Wu Yanan

Personal information
- Born: November 30, 1986 (age 39) Xi'an, Shaanxi, China
- Height: 1.78 m (5 ft 10 in)

Sport
- Sport: Wushu
- Event(s): Taijiquan, Taijijian
- Team: Shaanxi Wushu Team (-2011)
- Coached by: Xu Yuru

Medal record
Representing China
Men's Wushu Taolu
Olympic Games (Unofficial)
| Gold medal – first place | 2008 Beijing | Taijiquan+Taijijian |
World Games
| Gold medal – first place | 2009 Kaohsiung | Taijiquan+Taijijian |
World Championships
| Gold medal – first place | 2007 Beijing | Taijiquan |
| Gold medal – first place | 2011 Ankara | Taijijian |
Asian Games
| Gold medal – first place | 2006 Doha | Taijiquan+Taijijian |
| Gold medal – first place | 2010 Guangzhou | Taijiquan+Taijijian |
Asian Championships
| Gold medal – first place | 2008 Macau | Taijiquan |
East Asian Games
| Gold medal – first place | 2005 Macau | Taijiquan |

= Wu Yanan (wushu) =

Chinese wushu practitioner

Wu Yanan (吴雅楠 (Wúyǎnán); born November 30, 1986) is a retired Chinese wushu taolu and taijiquan athlete of Hui ethnicity.

== Career ==
At an early age, Wu was recommended to study taijiquan with the Shanxi wushu team under Xu Yuru.
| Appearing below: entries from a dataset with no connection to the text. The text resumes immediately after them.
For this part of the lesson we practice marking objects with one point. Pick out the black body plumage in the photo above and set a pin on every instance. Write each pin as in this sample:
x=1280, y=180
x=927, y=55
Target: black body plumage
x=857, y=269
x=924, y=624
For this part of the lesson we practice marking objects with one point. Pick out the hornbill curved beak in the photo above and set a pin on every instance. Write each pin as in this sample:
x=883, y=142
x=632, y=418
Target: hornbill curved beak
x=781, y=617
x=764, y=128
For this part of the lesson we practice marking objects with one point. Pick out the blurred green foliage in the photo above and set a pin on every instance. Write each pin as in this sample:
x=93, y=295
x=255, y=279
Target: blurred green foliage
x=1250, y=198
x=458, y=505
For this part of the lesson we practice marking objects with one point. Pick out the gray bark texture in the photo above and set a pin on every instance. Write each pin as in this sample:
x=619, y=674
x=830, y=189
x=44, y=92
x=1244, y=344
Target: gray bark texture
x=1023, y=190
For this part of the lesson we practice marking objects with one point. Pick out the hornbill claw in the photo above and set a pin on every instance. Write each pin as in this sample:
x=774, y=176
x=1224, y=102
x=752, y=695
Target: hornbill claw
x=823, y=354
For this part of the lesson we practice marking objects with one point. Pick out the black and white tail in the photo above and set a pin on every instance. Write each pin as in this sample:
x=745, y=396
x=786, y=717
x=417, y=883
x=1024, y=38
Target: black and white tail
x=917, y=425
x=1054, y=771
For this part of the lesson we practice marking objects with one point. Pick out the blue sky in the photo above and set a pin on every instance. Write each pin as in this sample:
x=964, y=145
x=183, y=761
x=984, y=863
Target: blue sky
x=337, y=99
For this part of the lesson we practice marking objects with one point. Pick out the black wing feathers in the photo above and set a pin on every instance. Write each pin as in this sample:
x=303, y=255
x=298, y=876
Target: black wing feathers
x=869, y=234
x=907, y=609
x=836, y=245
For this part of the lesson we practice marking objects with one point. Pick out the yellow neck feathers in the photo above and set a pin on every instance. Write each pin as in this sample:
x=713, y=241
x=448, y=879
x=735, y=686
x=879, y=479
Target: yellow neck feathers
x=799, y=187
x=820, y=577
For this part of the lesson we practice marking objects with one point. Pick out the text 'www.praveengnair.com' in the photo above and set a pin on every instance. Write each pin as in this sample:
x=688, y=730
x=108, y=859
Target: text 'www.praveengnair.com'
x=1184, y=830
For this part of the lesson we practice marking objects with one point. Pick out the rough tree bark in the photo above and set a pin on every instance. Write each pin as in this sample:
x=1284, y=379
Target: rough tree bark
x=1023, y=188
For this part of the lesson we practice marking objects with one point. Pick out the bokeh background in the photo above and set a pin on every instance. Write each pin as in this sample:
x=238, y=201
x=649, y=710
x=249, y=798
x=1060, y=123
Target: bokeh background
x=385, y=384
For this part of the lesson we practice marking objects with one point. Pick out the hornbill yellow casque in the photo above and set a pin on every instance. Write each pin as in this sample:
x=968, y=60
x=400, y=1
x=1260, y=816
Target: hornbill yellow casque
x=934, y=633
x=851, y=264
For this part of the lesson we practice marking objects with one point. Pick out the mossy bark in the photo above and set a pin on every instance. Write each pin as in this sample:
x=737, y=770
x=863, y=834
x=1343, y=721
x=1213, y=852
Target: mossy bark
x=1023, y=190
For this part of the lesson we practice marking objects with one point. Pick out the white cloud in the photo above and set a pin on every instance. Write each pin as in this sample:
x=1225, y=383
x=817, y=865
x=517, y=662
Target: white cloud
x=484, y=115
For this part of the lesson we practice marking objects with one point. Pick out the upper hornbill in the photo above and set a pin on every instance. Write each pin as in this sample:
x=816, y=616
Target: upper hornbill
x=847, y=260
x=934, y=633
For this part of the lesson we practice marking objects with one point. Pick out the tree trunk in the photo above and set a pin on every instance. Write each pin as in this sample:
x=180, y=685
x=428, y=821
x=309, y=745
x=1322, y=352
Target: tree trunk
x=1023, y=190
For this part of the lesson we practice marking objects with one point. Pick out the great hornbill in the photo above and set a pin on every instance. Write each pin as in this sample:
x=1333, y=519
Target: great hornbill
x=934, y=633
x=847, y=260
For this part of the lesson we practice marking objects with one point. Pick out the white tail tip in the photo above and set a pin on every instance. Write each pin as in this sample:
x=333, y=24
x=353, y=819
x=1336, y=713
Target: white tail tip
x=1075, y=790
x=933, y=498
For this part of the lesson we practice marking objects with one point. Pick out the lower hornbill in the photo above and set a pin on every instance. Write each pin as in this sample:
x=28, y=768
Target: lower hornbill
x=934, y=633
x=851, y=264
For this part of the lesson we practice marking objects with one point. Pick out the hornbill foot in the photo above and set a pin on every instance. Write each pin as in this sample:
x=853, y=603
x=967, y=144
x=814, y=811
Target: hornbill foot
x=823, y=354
Wu later made his international debut at the 2005 East Asian Games where he won the gold medal in the taijiquan and taijijian combined event. A year later at the 2006 Asian Games, he won the gold medal in taijiquan. After winning the gold medal in taijiquan at the 2007 World Wushu Championships, he competed and won at the 2008 Beijing Wushu Tournament the 2009 World Games, and the 2010 Asian Games in the same combined event. His last competition was at the 2011 World Wushu Championships where he won a gold medal in taijijian.